Palembang — Sumatera Selatan (Sumsel) kembali bersiap menyambut sorotan internasional. Provinsi ini resmi ditunjuk sebagai tuan rumah Asian Mini Football Championship 2026, turnamen yang akan mempertemukan 16 negara Asia dalam satu panggung kompetisi di Jakabaring Sport City (JSC), Palembang.
Penunjukan Indonesia sekaligus menggantikan Vietnam yang sebelumnya direncanakan menjadi tuan rumah namun terkena sanksi. Keputusan ini membuka peluang besar bagi Sumatera Selatan untuk kembali menunjukkan kapasitasnya sebagai penyelenggara event olahraga berskala dunia.
Turnamen dijadwalkan berlangsung pada 24 April hingga 4 Mei 2026. Enam belas negara yang ambil bagian meliputi Indonesia, Lebanon, Timor Leste, Irak, Maladewa, Singapura, Taiwan, Arab Saudi, Qatar, Bahrain, Filipina, India, Pakistan, Kazakhstan, Tiongkok, dan Brunei Darussalam. Seluruh peserta telah dibagi ke dalam empat grup melalui undian terbuka di Jakarta pada 4 Februari 2026.
Gubernur Sumsel Herman Deru menegaskan kesiapan daerahnya menjadi tuan rumah. Ia memastikan seluruh kebutuhan penyelenggaraan, mulai dari infrastruktur hingga fasilitas pendukung bagi atlet dan ofisial, akan dipenuhi.
“Kita siap. Apa saja yang perlu disiapkan sebagai tuan rumah akan segera kita lakukan,” ujarnya saat menerima audiensi pengurus Komite Sepak Bola Mini Indonesia (KSMI) dan President International Minifootball Federation (IMF), M Dousari, bersama delegasi Irak.
Deru juga meminta koordinasi lintas organisasi perangkat daerah berjalan maksimal, termasuk dengan Dinas PU Perkim, agar pembagian peran antara pemerintah pusat dan daerah berlangsung jelas serta transparan.
Dari sisi internasional, President IMF M Dousari menilai Sumsel memiliki rekam jejak kuat dalam menyelenggarakan event olahraga berskala besar. Ia optimistis turnamen ini akan sukses sekaligus mempererat hubungan antarbangsa melalui olahraga.

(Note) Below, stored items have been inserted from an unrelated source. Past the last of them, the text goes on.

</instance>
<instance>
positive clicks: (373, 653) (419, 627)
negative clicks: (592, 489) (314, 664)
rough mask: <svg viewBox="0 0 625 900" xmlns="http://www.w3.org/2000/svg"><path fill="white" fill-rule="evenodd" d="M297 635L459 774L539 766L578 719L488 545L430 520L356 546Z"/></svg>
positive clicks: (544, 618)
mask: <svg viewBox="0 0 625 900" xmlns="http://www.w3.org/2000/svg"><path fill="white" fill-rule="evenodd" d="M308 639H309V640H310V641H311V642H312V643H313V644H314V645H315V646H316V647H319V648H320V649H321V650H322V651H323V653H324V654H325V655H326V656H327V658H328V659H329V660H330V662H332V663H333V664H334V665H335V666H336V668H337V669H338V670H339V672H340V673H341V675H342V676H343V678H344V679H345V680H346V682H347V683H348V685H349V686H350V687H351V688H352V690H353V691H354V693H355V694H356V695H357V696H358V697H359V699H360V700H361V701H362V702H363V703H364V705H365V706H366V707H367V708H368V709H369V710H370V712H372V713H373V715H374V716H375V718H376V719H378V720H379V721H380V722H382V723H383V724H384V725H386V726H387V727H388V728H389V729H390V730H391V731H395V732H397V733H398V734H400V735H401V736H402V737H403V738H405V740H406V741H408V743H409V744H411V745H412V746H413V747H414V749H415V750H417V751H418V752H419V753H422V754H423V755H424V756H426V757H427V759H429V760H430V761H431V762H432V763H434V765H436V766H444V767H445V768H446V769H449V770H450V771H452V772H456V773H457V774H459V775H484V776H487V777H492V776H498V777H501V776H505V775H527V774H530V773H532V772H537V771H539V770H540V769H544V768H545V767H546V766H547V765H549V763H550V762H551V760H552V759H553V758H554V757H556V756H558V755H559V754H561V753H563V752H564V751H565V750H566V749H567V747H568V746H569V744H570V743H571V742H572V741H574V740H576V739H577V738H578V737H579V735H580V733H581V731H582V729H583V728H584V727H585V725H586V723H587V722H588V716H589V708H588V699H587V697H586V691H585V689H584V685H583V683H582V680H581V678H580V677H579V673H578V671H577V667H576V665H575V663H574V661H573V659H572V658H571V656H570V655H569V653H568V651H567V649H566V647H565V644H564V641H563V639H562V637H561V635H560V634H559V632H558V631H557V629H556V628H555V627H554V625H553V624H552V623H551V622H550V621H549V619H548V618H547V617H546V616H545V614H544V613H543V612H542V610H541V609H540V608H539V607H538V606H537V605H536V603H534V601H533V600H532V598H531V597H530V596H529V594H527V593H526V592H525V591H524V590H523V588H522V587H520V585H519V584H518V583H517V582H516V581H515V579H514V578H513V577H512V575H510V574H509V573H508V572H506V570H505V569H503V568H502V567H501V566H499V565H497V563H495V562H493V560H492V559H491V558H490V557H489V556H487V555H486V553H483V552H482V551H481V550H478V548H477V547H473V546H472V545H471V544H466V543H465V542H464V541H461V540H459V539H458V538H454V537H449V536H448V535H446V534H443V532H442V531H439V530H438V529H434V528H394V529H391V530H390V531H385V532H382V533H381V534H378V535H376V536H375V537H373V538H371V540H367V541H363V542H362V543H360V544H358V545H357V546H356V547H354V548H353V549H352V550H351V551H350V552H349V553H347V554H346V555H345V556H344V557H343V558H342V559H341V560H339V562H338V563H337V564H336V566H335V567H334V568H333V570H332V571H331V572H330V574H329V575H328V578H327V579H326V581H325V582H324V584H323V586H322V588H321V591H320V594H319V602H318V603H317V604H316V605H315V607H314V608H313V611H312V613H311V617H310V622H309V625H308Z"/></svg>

Sementara itu, Ketua KSMI Pusat Yan Mulia Abidin menyebut pemilihan Jakabaring Sport City bukan tanpa alasan. Kawasan olahraga terpadu tersebut dinilai memiliki fasilitas lengkap yang memenuhi standar internasional untuk mini football.
Menurut Yan, keberhasilan penyelenggaraan tahun ini dapat membuka peluang lebih besar di masa depan, bahkan memungkinkan Sumatera Selatan menjadi tuan rumah Piala Dunia Mini Football dengan jumlah peserta yang jauh lebih banyak.
Lebih dari sekadar kompetisi, ajang ini juga diarahkan untuk mendorong sport tourism dan industri olahraga. Sejumlah kegiatan pendukung disiapkan, mulai dari pelibatan kementerian terkait hingga rencana pemecahan rekor MURI melalui kegiatan menggiring bola massal dan fun run pelajar.